Pufferüberlauf Hacks in Web-Anwendungen
Einer der schwerwiegendsten Eingang Hacks ist ein Pufferüberlauf, der Eingabefelder in Web-Anwendungen, die speziell zum Ziel hat. Zum Beispiel kann ein Kredit-Reporting-Anwendung können Benutzer authentifizieren, bevor sie zugelassen sind Daten vorzulegen oder Berichte zu ziehen. Das Login-Formular verwendet die folgende Code-Benutzer-IDs mit einer maximalen Eingangs von 12 Zeichen zu packen, wie sie durch die bezeichnet maxsize Variable:
Eine typische Login-Sitzung würde einen gültigen Anmeldenamen von 12 Zeichen beinhalten oder weniger. Jedoch die maxsize Variable kann groß, wie 100 oder sogar 1000 bis etwas geändert werden. Dann kann ein Angreifer falsche Daten im Login-Feld eingeben. Was dann geschieht, ist Ruf jedermann - die Anwendung möglicherweise hängen, überschreiben andere Daten im Speicher, oder den Server zum Absturz bringen.

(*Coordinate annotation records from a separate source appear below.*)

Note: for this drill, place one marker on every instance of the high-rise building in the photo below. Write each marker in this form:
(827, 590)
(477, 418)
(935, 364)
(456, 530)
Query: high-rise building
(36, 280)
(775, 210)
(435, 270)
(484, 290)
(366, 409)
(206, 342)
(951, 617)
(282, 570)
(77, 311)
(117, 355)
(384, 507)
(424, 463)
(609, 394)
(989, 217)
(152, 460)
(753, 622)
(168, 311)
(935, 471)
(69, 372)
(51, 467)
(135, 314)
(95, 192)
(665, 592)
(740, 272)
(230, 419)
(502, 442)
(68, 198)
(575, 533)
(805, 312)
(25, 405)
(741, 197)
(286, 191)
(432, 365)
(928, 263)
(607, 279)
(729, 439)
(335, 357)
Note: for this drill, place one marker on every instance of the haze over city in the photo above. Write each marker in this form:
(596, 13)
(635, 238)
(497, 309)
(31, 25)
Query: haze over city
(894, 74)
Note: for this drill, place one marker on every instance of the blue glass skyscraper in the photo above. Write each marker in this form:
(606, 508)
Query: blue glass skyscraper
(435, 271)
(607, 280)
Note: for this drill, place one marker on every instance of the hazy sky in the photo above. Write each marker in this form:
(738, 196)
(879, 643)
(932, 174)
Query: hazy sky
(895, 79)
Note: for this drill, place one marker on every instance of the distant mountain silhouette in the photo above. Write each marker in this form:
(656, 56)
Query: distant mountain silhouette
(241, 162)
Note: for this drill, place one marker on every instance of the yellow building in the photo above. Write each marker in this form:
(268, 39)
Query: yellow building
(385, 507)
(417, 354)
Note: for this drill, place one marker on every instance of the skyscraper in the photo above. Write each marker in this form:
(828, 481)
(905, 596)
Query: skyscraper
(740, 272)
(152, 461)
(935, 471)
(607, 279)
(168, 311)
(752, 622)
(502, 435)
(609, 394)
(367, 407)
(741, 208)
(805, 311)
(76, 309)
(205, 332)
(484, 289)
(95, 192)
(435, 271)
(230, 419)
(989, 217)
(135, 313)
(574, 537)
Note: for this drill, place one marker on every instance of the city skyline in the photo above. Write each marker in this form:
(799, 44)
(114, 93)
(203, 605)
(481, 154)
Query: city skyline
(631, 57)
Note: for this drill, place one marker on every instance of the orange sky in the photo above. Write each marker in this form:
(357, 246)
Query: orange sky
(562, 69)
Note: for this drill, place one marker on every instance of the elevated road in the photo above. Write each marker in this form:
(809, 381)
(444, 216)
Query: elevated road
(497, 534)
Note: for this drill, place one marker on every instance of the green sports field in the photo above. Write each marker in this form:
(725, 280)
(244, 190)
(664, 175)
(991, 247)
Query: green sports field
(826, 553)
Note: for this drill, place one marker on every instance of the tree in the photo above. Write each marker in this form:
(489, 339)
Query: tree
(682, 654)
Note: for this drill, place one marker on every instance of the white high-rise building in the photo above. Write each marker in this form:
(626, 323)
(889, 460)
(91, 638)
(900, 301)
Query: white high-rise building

Eine einfache Möglichkeit, eine solche Variable zu manipulieren, ist durch die Seite Vorlage zu Schritt durch einen Web-Proxy verwenden, wie sie in Scannern zu den kommerziellen Verwundbarkeit Web aufgebaut oder die freie Paros Proxy.
Web-Proxies sitzen zwischen Ihrem Web-Browser und dem Server Sie testen und ermöglicht es Ihnen, Informationen an den Server gesendet zu manipulieren. Um zu beginnen, müssen Sie Ihren Web-Browser verwenden, um den lokalen Proxy von 127.0.0.1 auf Port 8080 konfigurieren.
In Firefox, das ist zugänglich über Werkzeuge-Optionen- auf Erweitert, klicken Sie auf die Registerkarte Netzwerk, klicken Sie auf die Schaltfläche Verbindungseinstellungen und dann die Manuelle Proxy-Konfiguration Optionsfeld auswählen. Im Internet Explorer Tools Internet wählen Optionen- auf die Registerkarte Verbindungen, klicken Sie auf die Schaltfläche LAN-Einstellungen, und wählen Sie dann die Verwendung eines Proxy-Server für LAN verwenden Kontrollkästchen.
Alles, was Sie tun müssen, ist die Feldlänge der Variablen ändern, bevor Ihr Browser die Seite legt, und es wird geben, was Länge, die Sie eingereicht werden. Sie können auch die Firefox-Entwickler verwenden, um in Web-Formulare definierte maximale Formularlängen zu entfernen.